Tenchi Muyo! Son of Ryoko

Ch.13-Ryu Gets Kidnapped

After their little adventure in the time /space continuum, Dr. Clay gets revenge on Washu by escaping GP headquarters and kidnapping Ryu. But it's not your average kidnap for revenge. Especially if your prisoner keeps talking and talking and talking…

"What? But I'm too lazy…" Ryu whined as he flopped down on the couch in the living room. "Ryu, the party's not just right without vodka, or sake." Ryoko said, lifting up the couch and dumping the teenager onto the floor. "Why can't you get it yourself, mother? You've got two feet too." Ryu snorted, brushing himself off. "Because I'm lazy…I mean, doing something else." Ryoko grinned toothily at her son as she phased off somewhere. Perhaps she was aiming for the bathroom, because Ryu heard Tenchi's screams from there. "My! Look how large you are Tenchi!" Her voice said. She then pretended to put on a perfect rendition of Tenchi's voice.

"Why, the better to screw you with, my dear." Ryu's eyes grew flat as he watched this all from the air. "…PERVERT!!!!" Ayeka screamed, kicking open the bathroom doors with a battering ram. "GET AWAY FROM TENCHI, YOU HO!!!" The teen's eyes widened when a naked Tenchi came flying over the balcony. "COME BACK AND MAKE LOVE TO ME TENCHI!!!" Ryoko screamed as she fought with Ayeka to fly after Tenchi. Ryu then heard a vase shattering against the door behind him. "SHUT UP YOU THREE!!!" Trunks yelled from inside the bedroom. "I'M TRYING TO LEARN!!" Mirai Ryoko giggled from the door, making Ryu sick to the stomach as he tried hard not to imagine what was going behind the doors. "…GAH!!! I CAN'T STAND EVERYONE'S PERVERTEDNESS TODAY!!!!" Ryu freaked out, finally flying down the stairs and out the door.

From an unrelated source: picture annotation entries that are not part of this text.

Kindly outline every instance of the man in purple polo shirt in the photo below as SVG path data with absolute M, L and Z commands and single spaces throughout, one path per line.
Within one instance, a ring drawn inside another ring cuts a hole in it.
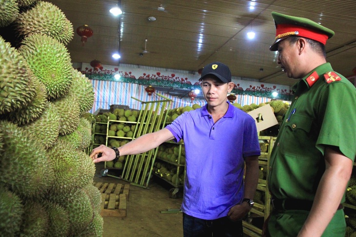
M 260 150 L 255 120 L 227 101 L 234 83 L 226 65 L 215 62 L 205 66 L 199 81 L 205 106 L 120 147 L 101 145 L 90 157 L 95 163 L 110 161 L 184 139 L 184 236 L 242 237 L 241 219 L 253 205 L 258 177 Z

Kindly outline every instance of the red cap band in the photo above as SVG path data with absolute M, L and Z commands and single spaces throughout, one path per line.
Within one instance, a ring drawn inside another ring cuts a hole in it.
M 324 45 L 329 38 L 328 36 L 320 33 L 319 31 L 298 25 L 281 24 L 276 26 L 276 39 L 292 35 L 314 39 Z

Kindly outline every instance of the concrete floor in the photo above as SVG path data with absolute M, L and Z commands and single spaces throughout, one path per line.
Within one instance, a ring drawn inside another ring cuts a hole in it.
M 101 176 L 103 163 L 96 164 L 96 167 L 94 182 L 130 184 L 119 179 Z M 126 217 L 104 217 L 103 237 L 182 237 L 182 214 L 160 213 L 167 209 L 180 208 L 181 198 L 169 197 L 169 189 L 173 187 L 158 178 L 150 181 L 148 188 L 130 184 Z

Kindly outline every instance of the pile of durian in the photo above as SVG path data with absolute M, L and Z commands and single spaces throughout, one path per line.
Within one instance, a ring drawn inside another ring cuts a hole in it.
M 73 32 L 51 3 L 0 0 L 0 236 L 102 236 L 82 116 L 94 93 L 72 66 Z

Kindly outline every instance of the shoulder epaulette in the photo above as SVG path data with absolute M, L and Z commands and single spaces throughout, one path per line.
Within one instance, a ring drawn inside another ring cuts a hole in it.
M 341 78 L 334 72 L 329 72 L 324 74 L 325 81 L 327 83 L 331 83 L 334 81 L 340 81 Z
M 307 77 L 306 80 L 307 81 L 307 83 L 309 86 L 309 87 L 312 87 L 312 86 L 314 85 L 314 83 L 316 82 L 316 81 L 318 79 L 319 75 L 317 74 L 316 72 L 314 72 L 309 76 Z

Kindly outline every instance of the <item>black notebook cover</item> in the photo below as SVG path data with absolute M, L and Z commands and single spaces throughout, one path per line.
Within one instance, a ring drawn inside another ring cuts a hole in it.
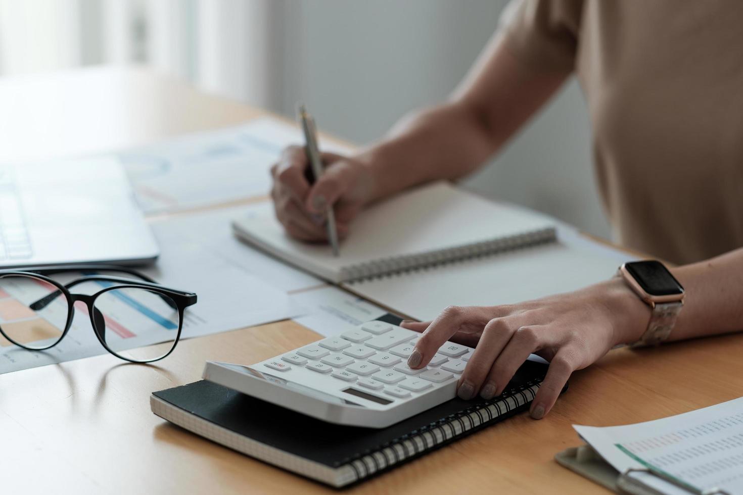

He looked around, and saw his groundhog snuffling around in the dirt. "Hey Mr. Fluffles, I need to go get alcohol for my drunk mom. Want to come with me?" He asked. Mr. Fluffles just chirped at him and jumped into his arms. Ryu grinned, and took off for the nearest town/city/village/whatever. In the nearest town/city/village/whatever, Ryu walked around looking for the best place to buy liquor for a tipsy parental unit. Finally, he stopped at a wine store and entered inside. "Good day sir. How may I help you?" The clerk asked. "Can I have two bottles of your best wine, plus a jug full of sake?" Ryu asked. "Yes you may." As the clerk started filling up the order, he looked down at the teen's feet. "Interesting pet. A 6 eyed groundhog, I'm guessing?"

"How'd you know?" The light-blue haired young man asked. "I collect a lot of unique pets whenever I'm traveling." The clerks smiled, giving him the goods. "That'll be 3000 yen." When Ryu came out of the store, he saw some chicks hanging out by the water fountain across the street. "Look Mr. Fluffles…those are what we call hoes. They dress weird, smoke, and sleep with other men for money. Remember to stay away from them." Mr. Fluffles responded by growling at the scanty women and opening his mouth, creating a vacuum-like suction. "No! Don't do that! You're not in Suikoden 2 where you eat people and spit them out and they recover miraculously!" Ryu said. Mr. Fluffles growled softly at the women again and followed his owner towards the chocolate store. He never got to the door.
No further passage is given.